Berita Jepang | Japanesestation.com

Setiap hari selama 23 tahun terakhir, Yoshiteru Yamamoto yang berusia 85 tahun telah memohon almarhum istrinya untuk memaafkannya karena telah meninggalkannya di rumah hingga berujung kematian. Istri yang dicintainya tersebut terjebak dalam ledakan api yang meletus setelah terjadinya Gempa Besar Hanshin.

"Saya masih merasa setiap hari adalah 17 Januari 1995," kata Yamamoto, yang kini tinggal di daerah Nagata. "Selama 23 tahun terakhir, saya tidak pernah merasa waktu telah berlalu". Tidak satu hari pun berlalu tanpa mengucapkan doa dan maaf kepada Kazuko, istri yang telah dinikahinya selama 30 tahun. Yamamoto terus berkata  "Aku minta maaf. Aku sangat menyesal. Maafkan aku. Maaf." setiap harinya.

Seorang Pria Jepang Terus Meminta Maaf di Depan Abu Istrinya Setiap Hari Selama 23 Tahun
(image : Japan Daily Press)

Pada tanggal 17 Januari 1995, keluarga Yamamoto terbangun seperti keluarga yang lainnya. Pasangan itu biasanya tidur di lantai atas, tapi kebetulan mereka berada di lantai pertama pada hari itu. Yamamoto yang merupakan seorang pegawai pengadilan, ingat bahwa dia sedang menonton video sementara Kazuko telah tertidur di bawah "kotatsu" (meja rendah dengan pemanas listrik yang ditutup dengan selimut). Pasangan itu hidup sendiri karena putra dan putri mereka telah hidup mandiri dan tinggal di tempat berbeda.

Yamamoto berdiri di pintu depan rumah dan hendak berjalan-jalan pada saat gempa berkekuatan 7,3 SR melanda. Saat itu jam 5:46 pagi dan tiba-tiba lantai kedua rumah mereka roboh.

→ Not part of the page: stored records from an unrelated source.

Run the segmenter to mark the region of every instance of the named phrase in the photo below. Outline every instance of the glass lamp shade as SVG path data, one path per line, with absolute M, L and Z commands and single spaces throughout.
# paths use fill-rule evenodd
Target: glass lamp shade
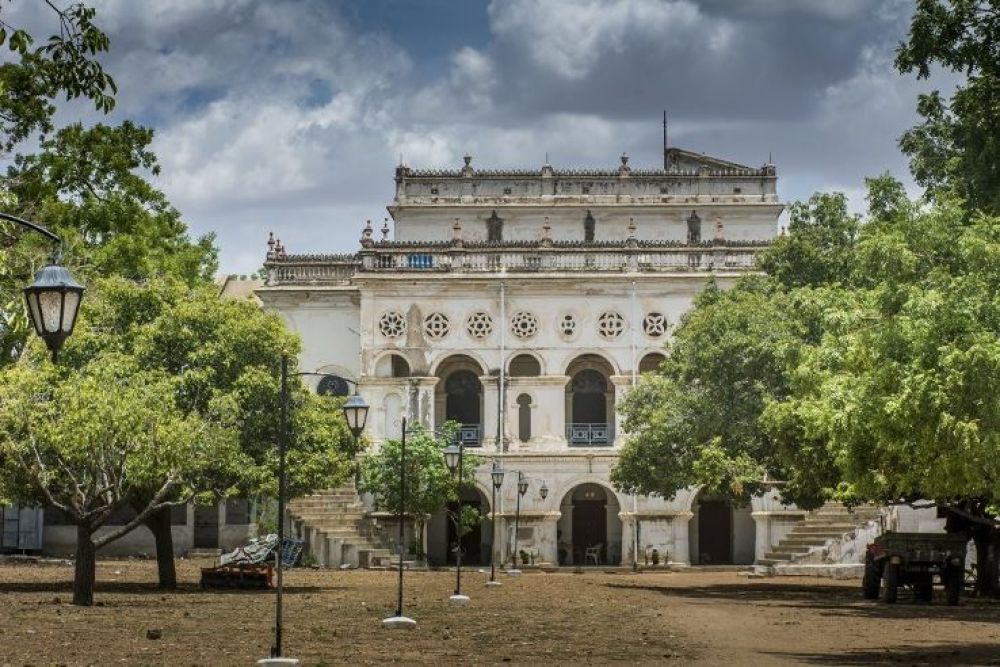
M 448 464 L 448 470 L 455 472 L 458 470 L 458 462 L 462 456 L 462 447 L 454 442 L 444 448 L 444 462 Z
M 499 489 L 503 486 L 503 466 L 499 461 L 493 462 L 493 470 L 490 471 L 490 477 L 493 478 L 494 489 Z
M 368 404 L 355 392 L 344 401 L 341 408 L 344 411 L 344 419 L 347 420 L 347 428 L 351 429 L 351 434 L 357 438 L 365 430 L 365 422 L 368 421 Z
M 35 333 L 52 351 L 53 360 L 73 333 L 83 292 L 83 285 L 73 279 L 66 267 L 58 264 L 42 267 L 35 274 L 35 282 L 24 288 L 28 319 Z

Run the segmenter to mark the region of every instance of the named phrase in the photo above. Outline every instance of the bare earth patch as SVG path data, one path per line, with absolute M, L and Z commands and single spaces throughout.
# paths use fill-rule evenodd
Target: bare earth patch
M 0 665 L 252 665 L 271 645 L 273 594 L 201 591 L 204 564 L 181 561 L 181 590 L 163 593 L 154 563 L 101 561 L 92 608 L 69 604 L 68 565 L 0 565 Z M 456 608 L 454 573 L 408 572 L 418 627 L 389 631 L 394 573 L 290 571 L 286 654 L 304 665 L 1000 665 L 1000 605 L 977 600 L 887 606 L 861 600 L 856 582 L 733 572 L 526 573 L 497 589 L 482 573 L 463 579 L 472 602 Z

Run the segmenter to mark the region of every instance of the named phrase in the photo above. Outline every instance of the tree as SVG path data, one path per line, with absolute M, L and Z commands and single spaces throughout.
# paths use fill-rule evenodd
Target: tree
M 377 450 L 361 459 L 361 479 L 358 490 L 372 494 L 375 506 L 383 511 L 410 514 L 420 535 L 419 549 L 426 553 L 423 542 L 424 525 L 435 512 L 445 509 L 455 524 L 456 534 L 464 535 L 479 523 L 478 513 L 473 515 L 459 505 L 458 512 L 448 509 L 449 503 L 459 500 L 458 476 L 452 475 L 444 460 L 444 448 L 457 434 L 458 425 L 449 422 L 440 434 L 417 428 L 406 435 L 406 497 L 400 497 L 399 475 L 402 469 L 402 441 L 389 439 Z M 462 479 L 471 485 L 476 468 L 482 463 L 478 456 L 468 452 L 462 457 Z
M 176 407 L 176 378 L 113 353 L 73 370 L 33 361 L 0 371 L 0 489 L 76 525 L 73 603 L 90 605 L 97 549 L 189 500 L 206 470 L 235 473 L 243 457 L 223 414 Z M 95 537 L 140 489 L 152 491 L 136 517 Z
M 206 467 L 196 490 L 205 500 L 276 496 L 280 361 L 283 352 L 293 357 L 298 352 L 298 338 L 277 315 L 249 300 L 220 299 L 213 286 L 189 287 L 169 278 L 145 284 L 108 278 L 94 288 L 60 365 L 86 368 L 95 359 L 118 354 L 173 379 L 174 405 L 182 415 L 208 419 L 225 406 L 240 465 Z M 339 399 L 317 396 L 292 377 L 290 403 L 289 496 L 339 484 L 355 454 Z M 134 484 L 133 507 L 147 505 L 159 484 Z M 169 507 L 149 512 L 142 523 L 156 539 L 160 586 L 173 588 Z
M 208 282 L 217 267 L 211 235 L 192 241 L 180 214 L 139 173 L 158 172 L 151 130 L 70 125 L 18 156 L 3 179 L 13 207 L 42 222 L 65 243 L 64 262 L 84 282 L 119 275 L 169 275 L 188 285 Z M 28 335 L 21 288 L 51 247 L 36 234 L 0 226 L 7 246 L 0 266 L 0 358 L 13 360 Z
M 16 62 L 0 65 L 0 149 L 10 151 L 33 132 L 52 130 L 54 101 L 86 97 L 105 113 L 115 105 L 114 79 L 96 56 L 110 40 L 94 23 L 96 12 L 82 3 L 60 9 L 51 0 L 59 32 L 45 44 L 34 45 L 24 28 L 11 25 L 0 14 L 0 46 L 17 55 Z
M 935 500 L 975 540 L 979 588 L 995 593 L 1000 219 L 966 215 L 942 203 L 865 230 L 869 284 L 826 314 L 761 424 L 785 449 L 822 443 L 852 497 Z
M 958 196 L 970 210 L 1000 213 L 1000 7 L 981 0 L 918 0 L 896 51 L 900 73 L 926 79 L 932 67 L 965 74 L 950 100 L 921 95 L 923 122 L 900 138 L 910 170 L 931 197 Z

"Aku baik-baik saja," kata Kazuko dengan berani saat ia terbaring di bawah puing-puing. "Bisakah kamu membantuku keluar setelah matahari terbit?". Yamamoto pun meninggalkan rumahnya untuk memanggil bantuan dari tetangga. Seorang tetangga memberinya gergaji lipat, namun sayangnya gergaji tersebut tidak dapat digunakan untuk memotong puing-puing kayu yang jatuh.

Seorang Pria Jepang Terus Meminta Maaf di Depan Abu Istrinya Setiap Hari Selama 23 Tahun
(image : Youtube)

Beberapa jam kemudian, seseorang berteriak, "Api." Dia pun melihat kobaran api yang telah membesar dan bergerak menuju ke arahnya.

Hingga kini dia terus mengingat suara Kazuko yang gemetar saat kobaran api semakin dekat. Momen ini adalah momen yang tidak dapat Yamamoto lupakan. Pada saat itu dia menjerit putus asa ketika melihat rumah mereka telah dilahap oleh kobaran api. Dia tidak bisa menolong istrinya dan ditarik oleh para warga ke tempat yang aman.

Dia kembali empat hari kemudian bersama anaknya untuk mengumpulkan abu Kazuko.

Bagi Yamamoto, kata-kata paling kejam yang terus dia dengar adalah kata "Bersabarlah" dari orang-orang yang bermaksud baik yang berusaha untuk menghiburnya. Namun kata-kata tersebut terus-menerus merobek hatinya.

"Bila kamu tidak punya apa-apa lagi, untuk apa dan untuk siapa Anda harus bertahan," kata Yamamoto, yang terus bertanya pada dirinya sendiri mengenai pertanyaan ini.